Dans la maison de retraite, on m'avait demandé de contacter une résidente parce qu'elle était tout le temps anxieuse. Je suis entrée dans sa chambre. C'était une journée ensoleillée d'automne et des couleurs chaudes baignaient sa chambre d'une lueur paisible. La femme âgée s'affairait à déplacer et à arranger toutes sortes d'objets posés sur son lit. Le temps, le temps, le temps.
Même si elle ne savait pas qui j'étais, cette femme était heureuse de ma visite. J'étais sincèrement curieux de savoir qui elle était. Ma présence silencieuse s'est déployée comme un doux pont de connexion entre nous. Puis elle a raconté son histoire, l'histoire d'une vie marquée par la guerre, les abus, la perte, la maladie, la peur, la colère
Elle était plus qu'une femme atteinte de la maladie d'Alzheimer. Un être humain avec une histoire, des émotions, des pensées et des désirs se dessinait. Je me suis rendu compte à quel point cette femme avait souffert. Combien de fantômes du passé la hantaient encore, car le temps ne guérit pas les blessures quand on a vécu un traumatisme.
Le cerveau n'aime pas les expériences effrayantes. Il les enferme dans un endroit où vous n'avez plus accès consciemment. Pendant des années, elles restent invisibles, sous le radar, jusqu'à ce que, petit à petit, leur réalité destructrice refasse surface. Car jamais, au grand jamais, ces expériences n'ont eu l'occasion d'être traitées.

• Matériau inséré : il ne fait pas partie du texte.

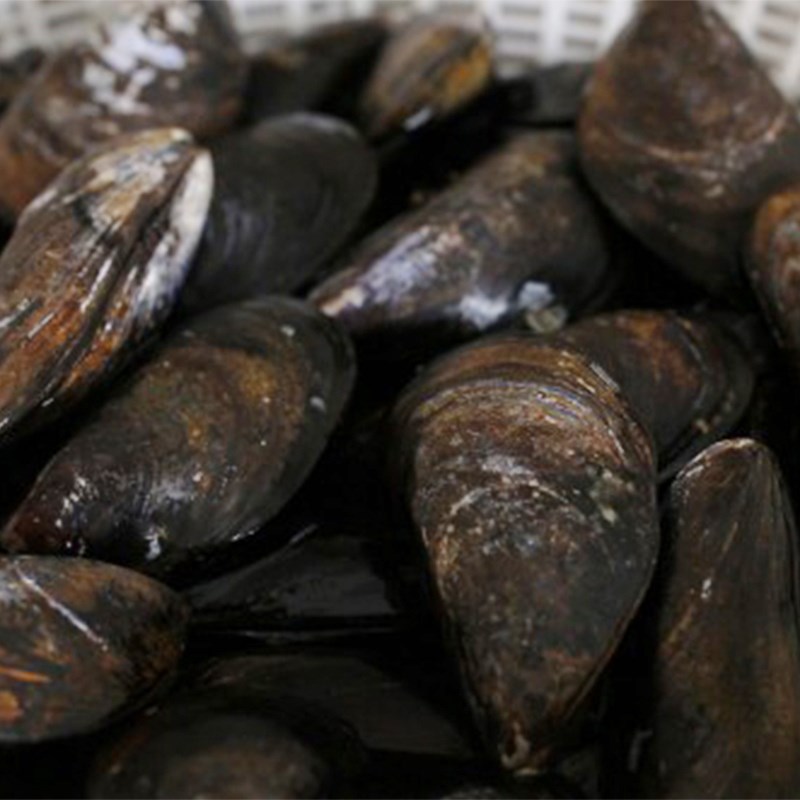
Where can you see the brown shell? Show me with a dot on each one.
(205, 443)
(289, 192)
(15, 72)
(430, 68)
(532, 487)
(168, 64)
(517, 234)
(323, 70)
(772, 256)
(94, 266)
(725, 719)
(687, 379)
(80, 644)
(683, 134)
(230, 743)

Or, cette charge d'émotions, de pensées, de sensations physiques était devenue sa réalité quotidienne.
Aujourd'hui, cette femme oublie des choses parce qu'hier, les expériences bouleversantes de sa vie ont été cachées dans le cerveau pour survivre.
Aujourd'hui, elle a peur parce qu'hier, la peur était le fil conducteur de sa vie. Son cerveau était en état d'alerte permanent, ce qui lui a donné l'expérience de pouvoir agir au lieu d'assister impuissante à la scène.
Aujourd'hui, elle erre un peu parce qu'hier, la connexion a été rompue. La solitude de sa vie la pousse désormais à rechercher constamment le contact pour se rapprocher des autres. Un lien sûr et réconfortant.
Aujourd'hui, cette femme se bat parce qu'hier, elle n'a trouvé aucun moyen de faire face aux expériences destructrices qui ont miné son corps, son esprit et son âme.
Aujourd'hui, elle se retranche dans un cocon fermé parce qu'hier, son traumatisme lui a causé honte et suspicion.
Aujourd'hui, cette femme est triste parce qu'hier, il n'y avait pas d'options disponibles, ni d'amis ou de famille pour la réconforter et la guérir.
Si je peux continuer à voir cette femme et son histoire globale comme une mosaïque composée de toutes les parties différentes mais formant un tout unique, alors elle restera un être humain plutôt qu'un patient atteint de la maladie d'Alzheimer.
Si je peux écouter sa douleur, la faire se sentir en sécurité dans l'instant présent et lui apprendre à calmer son stress, son cerveau n'aura plus besoin de s'éteindre.
Si je trouve le courage de (re)reconnaître son traumatisme et de suivre avec elle le chemin de la guérison, l'espoir peut naître que les fantômes du passé trouveront enfin la paix et disparaîtront.